I realized in my prayer that I had been rationalizing my actions by explaining to a select few that there was a real reason why all of this was happening—that a particular past experience was the reason I didn’t feel like myself. Excusing this error had allowed it to continue, and the self-
justification made others feel wrong, blamed, or helpless to remedy the situation. It also prolonged the lie. If we accept that error (that which is not caused or created by God) has a cause, we also accept that it is a reality. This delays our recognition that the error is no part of our spiritual identity.
I came to see that the real issue was a need to better understand my relation to God.
It took humility to wake up and see that the way I felt wasn’t real, because it had no place in divine Truth. As I continued to pray about this, I came to see that the real issue was a need to better understand my relation to God. It had nothing to do with what anyone else did or said. Nor could I be affected by anyone else if I understood and accepted that God governed me. I saw that there’s no excuse for not speaking with complete, outpouring love. I prayed to know how God, Love, saw me, and I gained a greater sense of His love for me and all. It became apparent that Love doesn’t know anything unlike goodness.

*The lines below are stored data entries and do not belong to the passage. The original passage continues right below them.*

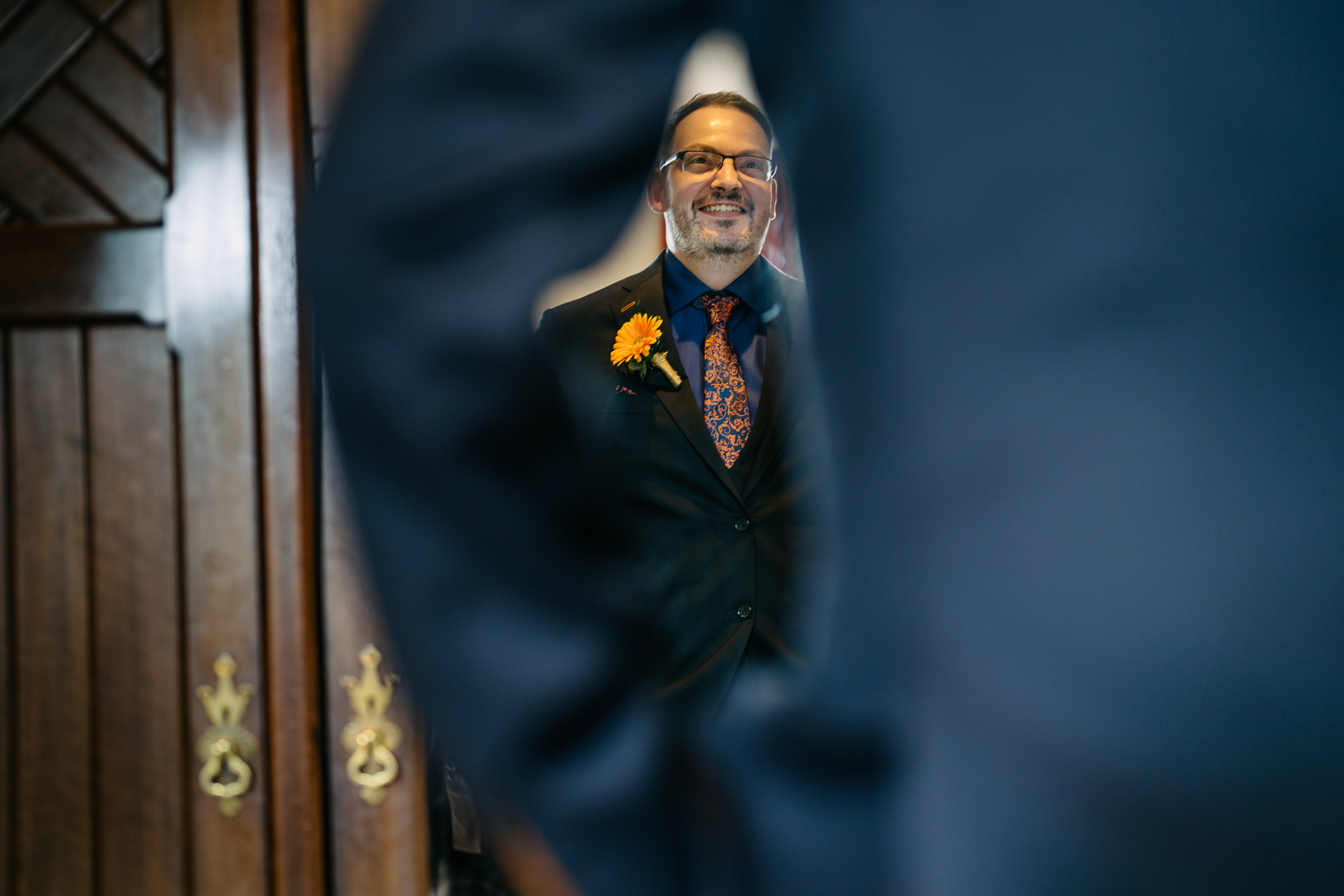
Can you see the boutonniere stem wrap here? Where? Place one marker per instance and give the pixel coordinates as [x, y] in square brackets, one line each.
[635, 348]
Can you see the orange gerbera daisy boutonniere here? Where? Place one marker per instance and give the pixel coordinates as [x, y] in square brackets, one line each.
[635, 344]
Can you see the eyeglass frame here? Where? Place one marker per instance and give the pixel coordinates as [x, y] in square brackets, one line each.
[774, 168]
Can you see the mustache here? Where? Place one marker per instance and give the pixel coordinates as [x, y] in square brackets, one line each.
[736, 197]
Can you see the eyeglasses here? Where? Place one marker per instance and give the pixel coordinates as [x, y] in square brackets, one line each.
[702, 162]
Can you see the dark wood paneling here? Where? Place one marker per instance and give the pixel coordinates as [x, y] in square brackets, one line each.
[83, 115]
[286, 419]
[141, 757]
[81, 274]
[209, 267]
[55, 846]
[6, 633]
[385, 848]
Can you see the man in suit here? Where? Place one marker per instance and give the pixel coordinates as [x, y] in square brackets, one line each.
[1075, 277]
[711, 456]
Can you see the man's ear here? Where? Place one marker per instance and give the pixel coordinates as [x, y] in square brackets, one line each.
[654, 192]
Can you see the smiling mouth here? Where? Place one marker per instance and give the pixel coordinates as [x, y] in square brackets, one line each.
[724, 209]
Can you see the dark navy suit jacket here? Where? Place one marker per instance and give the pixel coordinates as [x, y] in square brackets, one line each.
[1077, 281]
[717, 552]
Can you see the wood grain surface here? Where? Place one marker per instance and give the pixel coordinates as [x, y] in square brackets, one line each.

This shift in my thinking not only improved my relationships greatly but also led to a full and complete healing of the anxiety I had suffered. It has been several years since this healing. Who knew that removing self-justification from my thought would have such a huge impact?
When I was growing up, if a coach or dance teacher said, “Don’t make excuses,” I always agreed. But now I understand why that’s so important. As God’s loved, spiritual child, created in God’s likeness, each of us is actually free from fault or selfish behaviors. With this knowledge, we can naturally speak with honesty, meekness, grace, and selflessness.
We all have the ability to realize that Love is the law governing all speech and action. Divine Love dissolves any pattern or habit of error and shows us our true nature. It’s natural for us as God’s reflection to communicate with others as lovingly as God communicates with us. Letting go of self-justification—a false representation of our identity—opens the way for healing and promotes loving communication and long-lasting, healthy relationships.